Largest wave of returns in UNHCR history

In 2025, the number of refugees and IDPs returning home rose by 50 percent compared with 2024, with just over 14.7 million returning. This marks the largest wave of returns ever recorded by UNHCR.

Some 92 percent of returns were to just six countries: the Democratic Republic of the Congo (3.6 million), Sudan (3.6 million), Syria (3.3 million), Afghanistan (2 million), Ukraine (718,300), and Myanmar (415,200).

The scale of returns offers some cause for optimism. However, UNHCR has flagged serious concerns about the conditions people are returning to.

UNHCR warns that the conditions for refugee returns are far from ideal, with many people returning to violence and instability. This raises serious questions about the dangers facing those who go back to their country of origin.

New crisis in Iran and Lebanon

Despite a roughly 4 percent decrease in the number of displaced people in 2025, this progress has been overshadowed by Lebanon’s fast-growing displacement crisis. Since the US-Israel war on Iran began in late March 2026, Israeli attacks have forcibly displaced more than one million, with a further 3.2 million internally displaced in Iran.

The new displacement in the Middle East threatens to reverse the progress recorded in the 2025 data. Ongoing hostilities could push numbers upward again in the next reporting cycle.

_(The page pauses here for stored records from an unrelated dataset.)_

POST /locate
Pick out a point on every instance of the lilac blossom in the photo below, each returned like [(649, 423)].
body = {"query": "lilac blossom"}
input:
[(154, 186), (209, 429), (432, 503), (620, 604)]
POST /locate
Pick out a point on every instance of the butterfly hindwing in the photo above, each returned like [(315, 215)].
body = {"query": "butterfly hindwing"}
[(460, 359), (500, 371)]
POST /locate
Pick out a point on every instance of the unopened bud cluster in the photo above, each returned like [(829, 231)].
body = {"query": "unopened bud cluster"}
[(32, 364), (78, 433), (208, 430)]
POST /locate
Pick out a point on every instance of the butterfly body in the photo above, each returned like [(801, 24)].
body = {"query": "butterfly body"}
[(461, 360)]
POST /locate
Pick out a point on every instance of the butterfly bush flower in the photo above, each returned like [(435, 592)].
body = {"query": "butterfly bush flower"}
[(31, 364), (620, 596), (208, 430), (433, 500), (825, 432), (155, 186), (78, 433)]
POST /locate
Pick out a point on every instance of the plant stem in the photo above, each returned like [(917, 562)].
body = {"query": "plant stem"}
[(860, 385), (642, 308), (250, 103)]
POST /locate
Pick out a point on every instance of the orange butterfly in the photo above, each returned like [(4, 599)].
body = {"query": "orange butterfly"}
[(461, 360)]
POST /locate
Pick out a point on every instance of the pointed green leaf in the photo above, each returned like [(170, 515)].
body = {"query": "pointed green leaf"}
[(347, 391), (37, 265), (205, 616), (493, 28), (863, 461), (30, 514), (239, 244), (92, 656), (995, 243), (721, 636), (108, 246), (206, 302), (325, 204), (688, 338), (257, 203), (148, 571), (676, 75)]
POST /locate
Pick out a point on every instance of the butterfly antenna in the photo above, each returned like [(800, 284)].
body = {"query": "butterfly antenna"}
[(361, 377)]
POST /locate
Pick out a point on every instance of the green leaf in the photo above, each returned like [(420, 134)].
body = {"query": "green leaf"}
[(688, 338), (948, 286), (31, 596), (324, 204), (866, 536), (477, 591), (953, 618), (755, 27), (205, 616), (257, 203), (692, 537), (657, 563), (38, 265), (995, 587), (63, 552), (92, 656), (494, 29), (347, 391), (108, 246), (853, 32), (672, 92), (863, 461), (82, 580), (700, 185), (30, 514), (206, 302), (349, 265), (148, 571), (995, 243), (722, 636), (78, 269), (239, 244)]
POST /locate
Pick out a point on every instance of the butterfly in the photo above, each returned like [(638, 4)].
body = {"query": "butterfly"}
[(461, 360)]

A decade of rising displacement

When the UN Refugee Convention came in shape in 1951, there were 2.1 million refugees. By 1980, the number surpassed 10 million for the first time. Wars in Afghanistan and Ethiopia during the 1980s caused the number to double to 20 million by 1990.

The US invasion of Afghanistan in 2001 and Iraq in 2003, combined with civil wars in South Sudan and Syria, pushed refugee numbers beyond 30 million by the end of 2021. The war in Ukraine, which started in 2022, led to one of the fastest-growing refugee crises since World War II, with 5.7 million people forced to flee Ukraine in less than a year.

At the end of 2025, there were approximately 3.7 million Afghan refugees or other people in need of international protection, a decrease of 36 percent from the previous year. This sharp drop reflects both large-scale returns to Afghanistan and updated counting methods.